While here at Scissors Crossing another hiker named Zoner gave David his trail name. David was dubbed Tarzan because of the Cheetah gaiters he wears along with his jungle shirt and hat. I don’t want to be Jane because David would have an excuse to drag me around so we’ll wait to see what comes about for me.
Cindy did the wise thing: chose one before some embarrassing trail faux pas did the deed for her:
Last night we had several hikers congratulate us on our 24 mile day as we came into camp at Barrel Springs. Nomad, who is a two-time AT thru-hiker, suggested that my trail name should be Wonder Woman or Super Woman, but neither one hit the spot for me. The next morning the name Zelda pop into mind, which I thought was consistent with the other names mentioned. My sons both love the game, The Legend of Zelda. I ran it by some other hikers and they thought it was perfect. I love it too!

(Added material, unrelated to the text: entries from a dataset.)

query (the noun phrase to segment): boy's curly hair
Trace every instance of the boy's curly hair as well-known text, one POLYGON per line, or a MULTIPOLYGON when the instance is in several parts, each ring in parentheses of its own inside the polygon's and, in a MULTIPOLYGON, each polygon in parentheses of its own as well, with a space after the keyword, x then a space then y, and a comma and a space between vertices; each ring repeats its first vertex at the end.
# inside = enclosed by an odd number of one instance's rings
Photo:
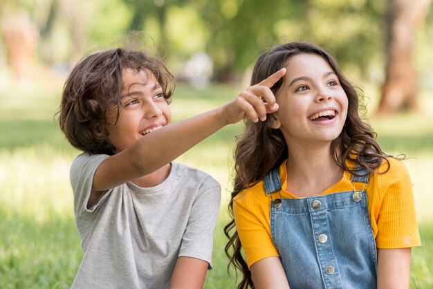
POLYGON ((107 142, 107 111, 117 106, 118 118, 122 71, 127 68, 151 72, 167 102, 171 102, 174 77, 162 59, 143 51, 124 48, 85 57, 68 77, 57 113, 60 129, 75 148, 90 154, 114 154, 114 148, 107 142))

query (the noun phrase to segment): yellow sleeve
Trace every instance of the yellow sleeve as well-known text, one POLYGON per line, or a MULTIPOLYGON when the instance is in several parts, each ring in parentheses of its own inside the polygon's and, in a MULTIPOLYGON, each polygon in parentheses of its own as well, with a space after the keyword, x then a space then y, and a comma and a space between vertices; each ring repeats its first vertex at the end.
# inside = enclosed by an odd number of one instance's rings
POLYGON ((401 162, 392 158, 389 160, 389 171, 376 175, 381 199, 376 209, 376 245, 387 249, 421 245, 410 177, 401 162))
POLYGON ((248 268, 262 259, 279 256, 270 236, 270 200, 257 187, 241 192, 233 201, 236 227, 248 268))

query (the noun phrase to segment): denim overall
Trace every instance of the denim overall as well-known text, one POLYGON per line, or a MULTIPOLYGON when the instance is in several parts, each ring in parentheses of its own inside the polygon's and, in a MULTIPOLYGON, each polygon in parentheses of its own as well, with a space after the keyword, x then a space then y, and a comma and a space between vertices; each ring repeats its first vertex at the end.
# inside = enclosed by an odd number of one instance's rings
MULTIPOLYGON (((357 165, 357 173, 367 171, 357 165)), ((353 184, 353 191, 271 202, 272 239, 291 289, 376 288, 376 242, 364 192, 369 174, 351 182, 362 189, 353 184)), ((279 168, 264 183, 266 195, 279 192, 279 168)))

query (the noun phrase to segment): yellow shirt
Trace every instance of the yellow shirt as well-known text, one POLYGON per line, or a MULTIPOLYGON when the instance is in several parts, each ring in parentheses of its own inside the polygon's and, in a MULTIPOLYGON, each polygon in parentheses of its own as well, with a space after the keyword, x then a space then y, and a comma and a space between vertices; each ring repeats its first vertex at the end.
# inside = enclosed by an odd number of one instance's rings
MULTIPOLYGON (((371 228, 378 248, 403 248, 421 245, 415 214, 412 183, 405 165, 389 158, 391 167, 383 174, 371 174, 365 188, 371 228)), ((270 196, 265 194, 264 181, 243 190, 233 201, 237 232, 245 251, 248 267, 262 259, 279 257, 270 235, 270 207, 272 198, 298 198, 286 190, 286 162, 279 167, 282 190, 270 196)), ((384 171, 387 162, 377 169, 384 171)), ((344 171, 342 178, 320 195, 351 191, 351 174, 344 171)), ((357 190, 362 183, 356 183, 357 190)))

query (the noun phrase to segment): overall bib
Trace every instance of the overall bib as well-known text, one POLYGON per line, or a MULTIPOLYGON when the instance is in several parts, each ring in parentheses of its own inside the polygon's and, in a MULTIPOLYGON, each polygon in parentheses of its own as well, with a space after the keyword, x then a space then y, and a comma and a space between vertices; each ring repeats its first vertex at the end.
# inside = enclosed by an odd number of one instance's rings
MULTIPOLYGON (((271 202, 272 239, 291 289, 376 288, 376 242, 364 192, 369 174, 351 182, 362 189, 353 184, 353 191, 271 202)), ((279 192, 279 169, 264 183, 266 195, 279 192)))

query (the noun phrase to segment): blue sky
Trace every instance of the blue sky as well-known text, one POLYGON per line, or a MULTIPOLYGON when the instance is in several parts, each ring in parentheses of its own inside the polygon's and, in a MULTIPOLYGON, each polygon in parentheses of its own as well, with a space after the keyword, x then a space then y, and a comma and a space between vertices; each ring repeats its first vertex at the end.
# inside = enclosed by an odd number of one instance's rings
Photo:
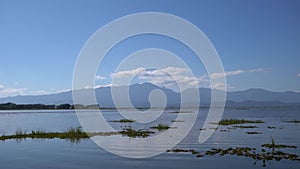
MULTIPOLYGON (((229 90, 300 91, 299 9, 296 0, 0 0, 0 97, 70 89, 87 39, 114 19, 137 12, 170 13, 201 29, 219 53, 229 90)), ((197 77, 206 74, 179 42, 146 35, 116 46, 99 68, 105 78, 96 85, 110 84, 120 61, 143 48, 172 51, 197 77)))

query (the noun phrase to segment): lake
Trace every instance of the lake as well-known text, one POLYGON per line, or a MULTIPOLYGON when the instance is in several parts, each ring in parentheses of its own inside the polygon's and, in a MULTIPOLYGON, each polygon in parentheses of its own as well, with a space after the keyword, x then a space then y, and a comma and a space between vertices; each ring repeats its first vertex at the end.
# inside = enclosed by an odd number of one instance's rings
MULTIPOLYGON (((130 111, 130 110, 128 110, 130 111)), ((110 124, 121 129, 124 125, 133 128, 149 128, 154 124, 164 123, 170 125, 176 118, 175 110, 166 110, 157 121, 141 126, 138 123, 110 124)), ((199 144, 198 137, 203 121, 208 112, 207 108, 200 109, 195 125, 190 133, 175 148, 195 149, 202 154, 211 148, 228 147, 254 147, 260 151, 261 145, 271 143, 274 138, 278 144, 295 145, 296 149, 282 149, 288 153, 300 155, 300 123, 287 123, 286 121, 300 120, 299 108, 251 108, 245 110, 225 109, 223 119, 238 118, 247 120, 262 120, 266 123, 244 124, 257 128, 232 128, 231 126, 218 126, 212 137, 205 143, 199 144), (259 132, 261 134, 246 134, 246 132, 259 132)), ((115 110, 104 110, 103 116, 107 121, 122 119, 115 110)), ((46 132, 63 132, 70 127, 80 126, 73 110, 18 110, 0 111, 0 135, 14 134, 16 130, 31 132, 43 130, 46 132)), ((169 129, 176 130, 176 129, 169 129)), ((163 131, 156 131, 160 133, 163 131)), ((131 138, 134 139, 134 138, 131 138)), ((167 140, 166 140, 167 141, 167 140)), ((127 150, 128 151, 128 150, 127 150)), ((161 155, 132 159, 111 154, 97 146, 90 139, 81 139, 71 142, 62 139, 24 139, 0 141, 0 168, 261 168, 262 161, 255 161, 234 155, 214 155, 197 158, 191 153, 166 152, 161 155), (254 163, 256 164, 254 165, 254 163)), ((267 161, 267 168, 300 168, 299 161, 282 159, 281 161, 267 161)))

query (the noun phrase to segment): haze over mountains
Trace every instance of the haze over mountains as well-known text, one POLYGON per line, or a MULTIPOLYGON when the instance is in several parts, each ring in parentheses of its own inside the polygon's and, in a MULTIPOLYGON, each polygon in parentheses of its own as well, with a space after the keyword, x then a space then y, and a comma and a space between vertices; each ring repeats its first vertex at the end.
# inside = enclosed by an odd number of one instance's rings
MULTIPOLYGON (((126 87, 115 87, 118 98, 124 98, 124 90, 126 87)), ((149 94, 151 91, 158 89, 164 92, 167 99, 168 107, 178 107, 180 105, 180 93, 174 92, 170 89, 162 88, 151 83, 133 84, 129 86, 129 98, 135 107, 149 107, 149 94)), ((82 89, 78 92, 85 95, 88 90, 82 89)), ((211 99, 211 89, 187 89, 183 92, 186 94, 198 90, 200 93, 201 106, 209 106, 211 99)), ((221 91, 219 91, 221 92, 221 91)), ((112 108, 115 107, 111 96, 111 87, 101 87, 95 89, 97 101, 101 107, 112 108)), ((125 95, 126 96, 126 95, 125 95)), ((159 99, 157 99, 159 101, 159 99)), ((0 98, 0 103, 12 102, 16 104, 73 104, 72 91, 38 95, 38 96, 14 96, 7 98, 0 98)), ((122 99, 121 101, 122 102, 122 99)), ((191 101, 192 102, 192 101, 191 101)), ((83 103, 88 105, 89 103, 83 103)), ((227 106, 300 106, 299 92, 271 92, 264 89, 248 89, 245 91, 227 92, 227 106)), ((124 106, 125 107, 125 106, 124 106)))

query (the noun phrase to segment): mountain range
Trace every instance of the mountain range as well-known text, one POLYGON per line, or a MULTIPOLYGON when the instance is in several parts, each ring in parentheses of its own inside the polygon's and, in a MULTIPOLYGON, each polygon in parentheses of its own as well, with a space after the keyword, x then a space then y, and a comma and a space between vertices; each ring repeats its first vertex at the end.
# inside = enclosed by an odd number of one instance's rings
MULTIPOLYGON (((114 87, 117 92, 116 96, 124 98, 124 92, 126 87, 119 86, 114 87)), ((151 83, 133 84, 129 86, 129 98, 133 106, 135 107, 149 107, 149 94, 151 91, 158 89, 162 91, 167 99, 166 105, 168 107, 178 107, 180 105, 181 93, 174 92, 173 90, 156 86, 151 83)), ((82 96, 84 96, 88 90, 78 90, 82 96)), ((184 90, 185 94, 193 93, 196 90, 200 94, 200 105, 209 106, 212 90, 209 88, 199 89, 187 89, 184 90)), ((222 92, 222 91, 218 91, 222 92)), ((111 87, 100 87, 95 89, 97 101, 101 107, 113 108, 115 107, 111 87)), ((126 94, 126 93, 125 93, 126 94)), ((88 100, 88 99, 87 99, 88 100)), ((159 99, 155 99, 159 104, 159 99)), ((61 92, 48 95, 24 95, 0 98, 0 103, 12 102, 16 104, 73 104, 72 91, 61 92)), ((122 102, 122 99, 119 100, 122 102)), ((192 101, 191 101, 192 102, 192 101)), ((82 103, 88 105, 89 102, 82 103)), ((122 103, 121 103, 122 105, 122 103)), ((123 105, 126 107, 126 105, 123 105)), ((226 106, 300 106, 300 93, 299 92, 272 92, 264 89, 248 89, 244 91, 230 91, 227 92, 226 106)))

So, Tarzan and Zelda made it to Warner Springs resort and it is paradise. The soap smells so good. And a thru hiker that lives near here named Warner Springs Monty heard about my blisters through trail talk and brought me some Epsom salts to our room. What a great trail angel!

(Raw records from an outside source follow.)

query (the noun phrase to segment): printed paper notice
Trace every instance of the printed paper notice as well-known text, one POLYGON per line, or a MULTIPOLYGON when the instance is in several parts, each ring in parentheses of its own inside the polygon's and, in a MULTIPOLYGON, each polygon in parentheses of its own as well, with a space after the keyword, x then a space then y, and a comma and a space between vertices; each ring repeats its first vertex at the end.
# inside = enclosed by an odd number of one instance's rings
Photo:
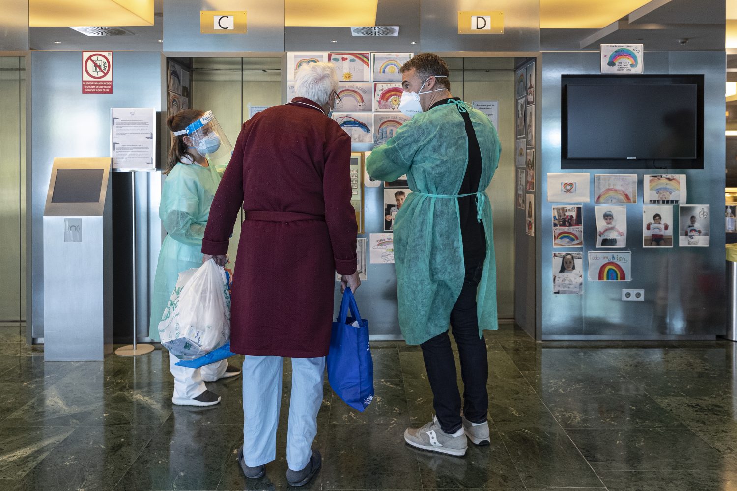
POLYGON ((112 107, 110 114, 113 169, 153 169, 156 108, 112 107))
POLYGON ((394 264, 394 234, 368 234, 368 262, 371 264, 394 264))
POLYGON ((82 52, 82 93, 113 93, 113 52, 82 52))
POLYGON ((641 74, 643 45, 602 44, 602 74, 641 74))
POLYGON ((499 130, 499 101, 472 101, 471 105, 487 116, 496 130, 499 130))

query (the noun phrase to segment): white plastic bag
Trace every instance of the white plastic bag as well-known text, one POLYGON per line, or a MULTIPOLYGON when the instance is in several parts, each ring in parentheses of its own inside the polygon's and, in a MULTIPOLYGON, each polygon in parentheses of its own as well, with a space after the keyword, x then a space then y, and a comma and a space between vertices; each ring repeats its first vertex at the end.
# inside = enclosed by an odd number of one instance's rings
POLYGON ((225 270, 210 259, 179 273, 158 323, 161 344, 181 360, 193 360, 230 340, 230 294, 225 270))

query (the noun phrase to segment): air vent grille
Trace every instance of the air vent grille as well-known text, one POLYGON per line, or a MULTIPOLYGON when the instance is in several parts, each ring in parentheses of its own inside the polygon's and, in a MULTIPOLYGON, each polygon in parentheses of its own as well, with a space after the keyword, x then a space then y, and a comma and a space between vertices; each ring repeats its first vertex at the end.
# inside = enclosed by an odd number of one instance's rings
POLYGON ((368 27, 351 27, 354 36, 398 36, 399 26, 372 26, 368 27))
POLYGON ((97 26, 78 26, 70 27, 85 36, 132 36, 133 33, 122 27, 99 27, 97 26))

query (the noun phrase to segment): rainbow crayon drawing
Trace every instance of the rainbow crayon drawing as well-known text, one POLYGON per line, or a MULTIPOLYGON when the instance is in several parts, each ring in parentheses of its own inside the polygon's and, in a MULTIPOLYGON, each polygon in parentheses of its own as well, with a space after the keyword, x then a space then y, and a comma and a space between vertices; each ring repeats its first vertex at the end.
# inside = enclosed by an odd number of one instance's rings
POLYGON ((632 49, 619 48, 609 55, 609 61, 607 62, 607 64, 609 66, 616 66, 623 61, 629 63, 630 68, 637 68, 638 55, 632 49))
POLYGON ((618 263, 609 261, 599 268, 599 281, 625 281, 624 269, 618 263))

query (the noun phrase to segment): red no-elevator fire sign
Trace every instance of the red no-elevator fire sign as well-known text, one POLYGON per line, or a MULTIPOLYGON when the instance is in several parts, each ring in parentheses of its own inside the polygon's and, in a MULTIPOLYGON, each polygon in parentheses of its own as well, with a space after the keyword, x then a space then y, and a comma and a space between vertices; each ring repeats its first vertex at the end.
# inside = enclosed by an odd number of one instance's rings
POLYGON ((82 93, 113 93, 113 52, 82 52, 82 93))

As long as I’m on the subject of local through-hikers, I’ve been meaning to mention one I found last week: JJ, a Bay Area guy who says he used to weigh 400 pounds (down to 290 at last count, as I recall). A briefing from his first day out:
Knees good. Tired. It is much further from Hauser Creek this year than four years ago. And more bicycles. I counted 12 between Campo and Hauser Creek.
Lots of people already on the trail. I’m off for a shower after a
quart of chocolate milk and a quart of cranberry juice.
Lots of good stuff at JJ’s web site, Old Man Walking, which won’t have many updates for the next few months while he’s working his way north (the The Trail Journals link above should have them, though).